TÜRK KÜLTÜRÜNDE ASKER VE SİLAH



 Bozkır kültürü yerleşik kültürlere oranla çok zor şartların geliştirdiği sistemler bütünüdür. Tarıma elverişsiz geniş bozkırlar, hayvancılığı zorunlu kılar. M.Ö.4 bin ile 3 bin 500 yılları arasında atı evcilleştiren Türk boyları, hayvancılığı da yine at ile başlattılar. Hayvancılıkta, yazlak ve kışlaklar arasında hareket zorunludur. Büyük sürülerin kontrolü ve korunması için silah (tulum) edinmek ve silahlanmak (tulumlanmak) gerekir. Bozkır Kültürünün nüvesini hayvancılık oluşturur dersek sanırım yanılmış olmayız.

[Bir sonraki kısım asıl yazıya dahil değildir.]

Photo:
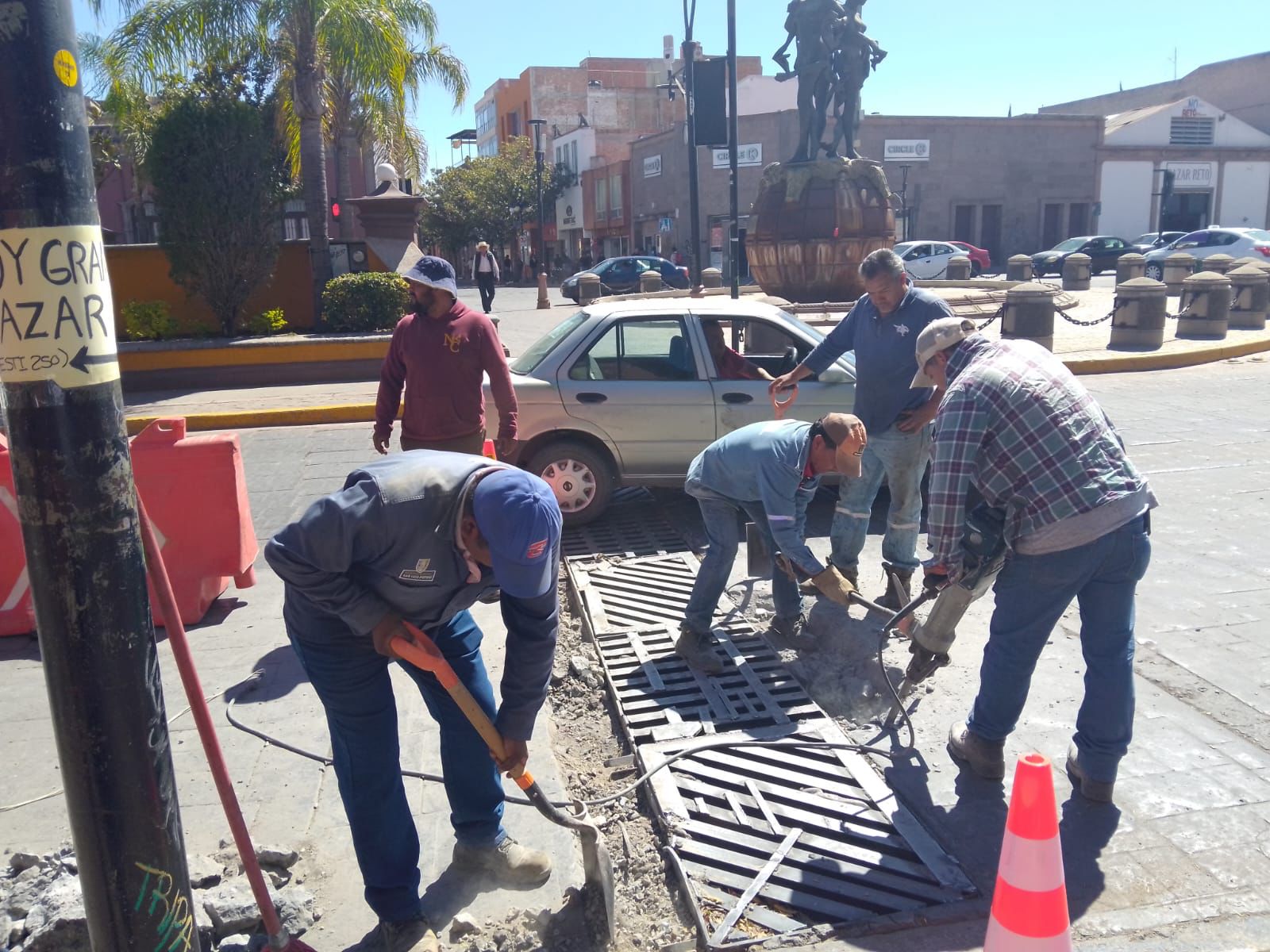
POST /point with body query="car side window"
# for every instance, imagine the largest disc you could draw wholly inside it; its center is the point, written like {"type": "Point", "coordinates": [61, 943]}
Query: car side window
{"type": "Point", "coordinates": [639, 349]}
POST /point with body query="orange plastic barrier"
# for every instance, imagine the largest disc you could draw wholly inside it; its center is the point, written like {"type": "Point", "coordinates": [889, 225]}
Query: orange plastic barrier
{"type": "Point", "coordinates": [17, 609]}
{"type": "Point", "coordinates": [196, 494]}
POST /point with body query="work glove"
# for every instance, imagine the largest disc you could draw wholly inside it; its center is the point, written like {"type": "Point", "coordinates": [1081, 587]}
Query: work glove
{"type": "Point", "coordinates": [833, 585]}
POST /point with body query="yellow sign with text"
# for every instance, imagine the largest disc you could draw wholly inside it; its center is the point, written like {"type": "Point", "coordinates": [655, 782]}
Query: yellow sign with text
{"type": "Point", "coordinates": [56, 313]}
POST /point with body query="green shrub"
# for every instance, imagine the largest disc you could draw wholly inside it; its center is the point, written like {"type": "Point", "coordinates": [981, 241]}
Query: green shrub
{"type": "Point", "coordinates": [272, 321]}
{"type": "Point", "coordinates": [366, 301]}
{"type": "Point", "coordinates": [148, 321]}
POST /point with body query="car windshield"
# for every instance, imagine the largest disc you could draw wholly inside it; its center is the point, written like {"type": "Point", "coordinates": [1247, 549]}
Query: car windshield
{"type": "Point", "coordinates": [535, 355]}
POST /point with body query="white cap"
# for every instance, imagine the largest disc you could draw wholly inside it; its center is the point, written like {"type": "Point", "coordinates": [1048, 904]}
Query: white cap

Boyların otlaklarının belirlenmesi, birbirlerinin otlaklarına tecavüzlerinin önlenmesi, dış saldırılara karşı hayvanların ve otlakların korunması için ordu gereklidir. Ancak, aynı zamanda büyük hayvan sürülerini (at, koyun, keçi, sığır) korumak için de silahlı insan gücüne ihtiyaç vardır. Bu şartlar “Ordu-Ulus” denilen sistemi zorunlu kılmıştır. Bu nedenle mevcut insan gücü çok etkili örgütlenmiş, barış zamanı gündelik işleri ve çoğunlukla hayvanlarıyla ilgilenen halk, aynı zamanda savaş talimi sayılabilecek uğraşlar ve eğlencelerle kendini eğitmiş, savaş zamanı asker olarak toprakların korunmasında görev almıştır. Sistem o kadar güzel örgütlenmiştir ki; savaş anında bir boyun en uç kısmındaki mensup, savaş düzeninin neresinde ve hangi birlikte görev alacağını bilirdi.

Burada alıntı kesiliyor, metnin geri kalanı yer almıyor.